I know pregnancy can be a tough time. Heck, I’m there. I took my kids to the zoo the other day and by the end I was absolutely exhausted. While I probably would have been regardless (my son is never, ever still), being pregnant just made it harder on me. The same can be said of many circumstances, and not just physical ones.
It’s true that pregnant women are more likely to cry at a movie…or even a commercial for baby wipes (shh). Yes, their hormones are raging and it pushes their emotions over the top sometimes. I’ll admit that if my husband and I fight (thankfully not too often), I’m a lot more likely to end up crying if I’m pregnant. I get all caught up in being upset about whatever’s going on, but then thinking I upset him and wanting to cry more because I don’t want him to be upset and…yes, it’s a bit crazy.
But are these sometimes over-the-top emotions really an excuse to cause drama?

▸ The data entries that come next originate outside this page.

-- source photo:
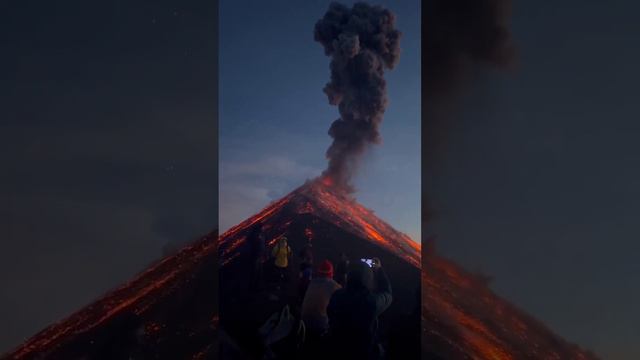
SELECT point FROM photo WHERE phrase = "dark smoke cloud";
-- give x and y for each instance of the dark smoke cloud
(459, 37)
(362, 42)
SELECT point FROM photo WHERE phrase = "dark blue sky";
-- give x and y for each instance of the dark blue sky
(537, 184)
(274, 116)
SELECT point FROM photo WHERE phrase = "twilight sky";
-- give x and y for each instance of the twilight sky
(274, 116)
(108, 146)
(537, 181)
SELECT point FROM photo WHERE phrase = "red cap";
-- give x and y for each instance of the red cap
(325, 269)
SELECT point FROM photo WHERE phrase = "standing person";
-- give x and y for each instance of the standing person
(281, 252)
(256, 241)
(341, 269)
(316, 299)
(306, 269)
(353, 311)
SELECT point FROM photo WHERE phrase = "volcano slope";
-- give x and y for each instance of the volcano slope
(331, 223)
(463, 319)
(169, 311)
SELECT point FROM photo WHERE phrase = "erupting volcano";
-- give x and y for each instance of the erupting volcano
(169, 311)
(461, 317)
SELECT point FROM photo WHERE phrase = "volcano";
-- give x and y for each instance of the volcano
(461, 318)
(332, 223)
(169, 311)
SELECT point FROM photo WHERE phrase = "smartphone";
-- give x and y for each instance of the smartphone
(368, 262)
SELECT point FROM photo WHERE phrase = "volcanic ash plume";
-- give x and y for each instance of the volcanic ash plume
(362, 42)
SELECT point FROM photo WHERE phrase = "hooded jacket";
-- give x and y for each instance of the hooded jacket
(353, 311)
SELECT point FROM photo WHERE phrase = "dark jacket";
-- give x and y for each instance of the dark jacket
(353, 311)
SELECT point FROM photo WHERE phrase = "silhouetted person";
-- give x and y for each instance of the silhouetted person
(306, 269)
(341, 270)
(281, 253)
(316, 299)
(257, 252)
(353, 311)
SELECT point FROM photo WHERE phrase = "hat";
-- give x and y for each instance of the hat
(325, 269)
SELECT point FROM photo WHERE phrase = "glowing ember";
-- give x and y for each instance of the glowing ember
(335, 207)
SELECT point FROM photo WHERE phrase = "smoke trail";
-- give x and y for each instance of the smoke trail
(459, 37)
(362, 42)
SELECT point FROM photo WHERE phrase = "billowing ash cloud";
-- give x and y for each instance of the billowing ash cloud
(362, 42)
(459, 35)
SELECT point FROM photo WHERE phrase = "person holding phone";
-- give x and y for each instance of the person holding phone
(354, 310)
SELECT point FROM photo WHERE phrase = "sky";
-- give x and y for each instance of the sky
(537, 181)
(274, 116)
(108, 146)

I do know some pregnant women who will drop their guard, or their “filters,” and let someone have it an argument in a way they usually wouldn’t. Or if someone rings the doorbell and happens to disturb their nap or their child’s nap, they go berserk. And so on. Really out-of-line reactions sometimes. And after? “I’m sorry, but I’m pregnant, things really bother me right now.”
About four million babies are born each year in this country, which means at least four million women are pregnant each year (give or take a few thousand). That’s a good 1% of the population that’s pregnant at once. Never mind that a significant portion of the population is also quite young (children) and they really can’t be responsible for their words and actions all the time. My 3-year-old will walk up to people and say, “I don’t like you.” We’re working on it, but this sort of honesty is typical among 3-year-olds.

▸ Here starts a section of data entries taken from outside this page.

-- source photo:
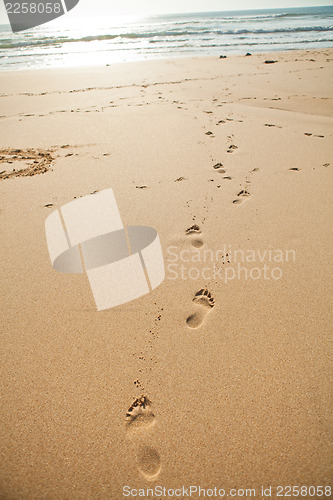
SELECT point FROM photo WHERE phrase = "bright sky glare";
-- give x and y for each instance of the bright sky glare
(109, 8)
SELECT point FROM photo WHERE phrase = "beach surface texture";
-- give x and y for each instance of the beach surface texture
(219, 377)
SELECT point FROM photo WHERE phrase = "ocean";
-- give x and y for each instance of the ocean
(165, 36)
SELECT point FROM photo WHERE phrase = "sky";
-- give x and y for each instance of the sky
(102, 8)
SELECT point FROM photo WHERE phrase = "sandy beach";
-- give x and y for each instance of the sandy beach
(220, 376)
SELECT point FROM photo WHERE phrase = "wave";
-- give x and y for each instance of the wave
(51, 41)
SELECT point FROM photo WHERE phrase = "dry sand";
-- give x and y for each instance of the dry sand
(234, 384)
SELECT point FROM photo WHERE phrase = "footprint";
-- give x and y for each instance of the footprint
(205, 301)
(140, 418)
(194, 231)
(149, 462)
(242, 195)
(140, 415)
(232, 148)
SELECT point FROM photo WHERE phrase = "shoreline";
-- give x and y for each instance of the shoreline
(201, 381)
(184, 58)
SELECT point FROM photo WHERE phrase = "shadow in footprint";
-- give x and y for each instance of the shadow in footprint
(149, 462)
(140, 418)
(193, 232)
(206, 302)
(140, 415)
(241, 196)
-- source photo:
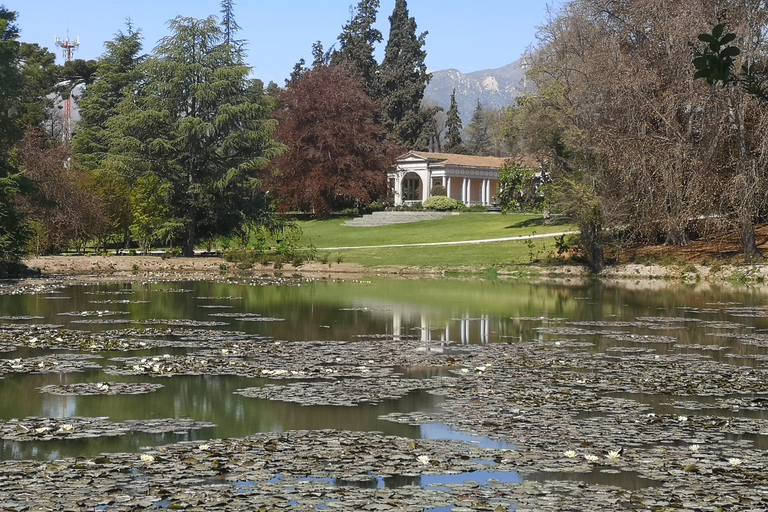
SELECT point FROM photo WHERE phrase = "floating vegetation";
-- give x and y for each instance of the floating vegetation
(105, 312)
(75, 427)
(101, 388)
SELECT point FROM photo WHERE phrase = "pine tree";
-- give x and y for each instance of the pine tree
(357, 42)
(402, 79)
(230, 26)
(13, 234)
(203, 127)
(453, 142)
(478, 132)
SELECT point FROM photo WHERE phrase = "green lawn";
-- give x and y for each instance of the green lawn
(473, 226)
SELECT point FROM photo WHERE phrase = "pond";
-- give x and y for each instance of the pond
(518, 373)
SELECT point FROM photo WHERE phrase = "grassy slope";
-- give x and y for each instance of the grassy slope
(333, 233)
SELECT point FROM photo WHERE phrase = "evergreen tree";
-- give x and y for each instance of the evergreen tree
(402, 79)
(356, 42)
(117, 75)
(202, 126)
(13, 233)
(479, 132)
(453, 142)
(230, 26)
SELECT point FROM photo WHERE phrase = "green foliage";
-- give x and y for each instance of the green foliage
(402, 79)
(478, 132)
(716, 59)
(521, 188)
(152, 219)
(202, 125)
(356, 44)
(442, 204)
(453, 142)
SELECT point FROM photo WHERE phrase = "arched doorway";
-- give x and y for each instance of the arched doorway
(411, 187)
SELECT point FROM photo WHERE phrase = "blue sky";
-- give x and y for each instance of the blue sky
(468, 35)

Getting back to my point…are we saying that at least 1% of the population — full grown women, no less — are allowed, for 9 months, to behave however they want? They get a free pass to be jerks to those around them, just because they’re pregnant?
I don’t think so.
Being pregnant makes it harder. And maybe that means you need to walk away. Or vent to a friend or family member privately. Or even say, “I’m really angry and struggling for control right now.” This is all fine. Blowing up at someone and saying things you shouldn’t and otherwise wouldn’t is not acceptable, not anymore than it is when you’re not pregnant. It’s still important to stop, think, and respond appropriately and calmly, even if you don’t feel that way.
Believe me — there have been plenty of times I’ve wanted to say things I shouldn’t, that I would have regretted…and have walked away, and had a very private, very vehement venting session with my husband! Say it to your best friend, say it to your husband or partner, write it down in a (private) journal (something else I often do). But don’t let pregnancy get the best of you and say it to the person in question!
And yes, sometimes you may slip. We all do. But in those cases, own up to it: “I’m sorry that I said that. Can you forgive me?” Don’t blame pregnancy for it, either! Frankly, when women blame their pregnancies for having bad manners or other poor behavior, it makes all pregnant women look crazy. Perhaps pregnancy contributed, but it’s entirely possible to have a bad day without being pregnant. Call it that and leave pregnancy out of it.
What do you think? Is it okay to be extra dramatic or say impolite things when you’re pregnant?